Putting a face on ED

Summary:

Although the ectodermal dysplasias were identified more than 150 years ago and much has been learned, particularly in the last 30 years, just how much remains to be learned is the focus of this presentation. While the understanding of some of the individual ectodermal dysplasia syndromes, the NFED’s patient database of more than 5,000 individuals suggests that nearly half do not have a precise diagnosis. Hypohidrotic ectodermal dysplasia, aka anhidrotic ectodermal dysplasia, has been thought to be the most common of the syndromes yet this is far from a homogeneous group, at least as far as many individuals identify them. Perhaps it would be better to say that HED is the most commonly recognized type of ED. However, efforts are being made to make better use of molecular diagnostics as well as to improve clinical diagnosis so that those without a diagnosis may soon have answers for their primary question, “what type of ED is this”. Information about a variety of ectodermal dysplasia syndromes will be included in the presentation along with preliminary outcomes from the International Classification Conference on the Ectodermal Dysplasias held in 2008.

Curriculum Vitae:

Mary K. Richter is the Executive Director of the National Foundation for Ectodermal Dysplasias (NFED) and has served in that capacity for more than 27 years.
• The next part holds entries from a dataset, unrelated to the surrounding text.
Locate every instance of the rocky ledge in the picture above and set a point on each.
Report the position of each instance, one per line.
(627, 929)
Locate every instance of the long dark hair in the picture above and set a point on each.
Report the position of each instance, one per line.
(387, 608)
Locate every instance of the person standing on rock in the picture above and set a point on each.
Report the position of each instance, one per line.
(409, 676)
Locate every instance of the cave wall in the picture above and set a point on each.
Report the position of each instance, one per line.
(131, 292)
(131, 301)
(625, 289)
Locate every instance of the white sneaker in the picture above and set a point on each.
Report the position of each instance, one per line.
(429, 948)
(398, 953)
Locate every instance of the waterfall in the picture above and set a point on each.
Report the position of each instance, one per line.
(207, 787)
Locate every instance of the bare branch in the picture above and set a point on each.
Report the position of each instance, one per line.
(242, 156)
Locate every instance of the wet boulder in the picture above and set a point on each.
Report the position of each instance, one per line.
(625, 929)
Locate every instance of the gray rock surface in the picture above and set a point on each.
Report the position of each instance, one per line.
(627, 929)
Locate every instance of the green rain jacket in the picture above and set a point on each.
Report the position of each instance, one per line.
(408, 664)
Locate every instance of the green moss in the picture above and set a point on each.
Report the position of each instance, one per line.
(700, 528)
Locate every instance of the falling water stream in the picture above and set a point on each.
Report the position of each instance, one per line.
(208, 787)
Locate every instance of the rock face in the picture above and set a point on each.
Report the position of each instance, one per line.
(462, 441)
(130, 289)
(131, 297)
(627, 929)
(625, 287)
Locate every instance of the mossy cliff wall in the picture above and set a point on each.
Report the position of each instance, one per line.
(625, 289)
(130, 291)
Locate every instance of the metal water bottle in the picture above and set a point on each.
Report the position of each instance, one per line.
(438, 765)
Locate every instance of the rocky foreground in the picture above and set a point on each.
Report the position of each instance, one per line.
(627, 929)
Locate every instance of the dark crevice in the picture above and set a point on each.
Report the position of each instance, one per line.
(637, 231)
In addition to overseeing services to more than 5,000 children and adults affected by Ectodermal Dysplasia (ED) in 50 states and 64 countries, Ms. Richter has served as the Chairperson for the National Alliance for Oral Health, a coalition of professional and advocacy groups, as a member of the steering committee of the National Oral Health Information Clearinghouse and a member of the Partnership Network established to move forward recommendations embodied in the U.S. Surgeon General’s Oral Health Report delivered in 2000. Ms. Richter is a former member of the Board of Directors of the National Organization for Rare Disorders as well as the National Advisory Research Council at the National Institute for Dental and Craniofacial Research (NIDCR). She currently serves as vice-president of the Friends of the NIDCR and as a commissioner on the Council for Dental Accrediation. Her efforts to improve the health and well being of individuals affected by ED have been recognized by the Academy of Dermatology, the Society of Pediatric Otolaryngology, and with the first ever Advocacy Award presented by the Friends of the NIDCR at a celebration marking the 50th anniversary of the Institute. She has served on numerous committees devoted to oral health issues and research both nationally and internationally, has given innumerable presentations on the topics and has published more than a dozen articles published in a variety of journals.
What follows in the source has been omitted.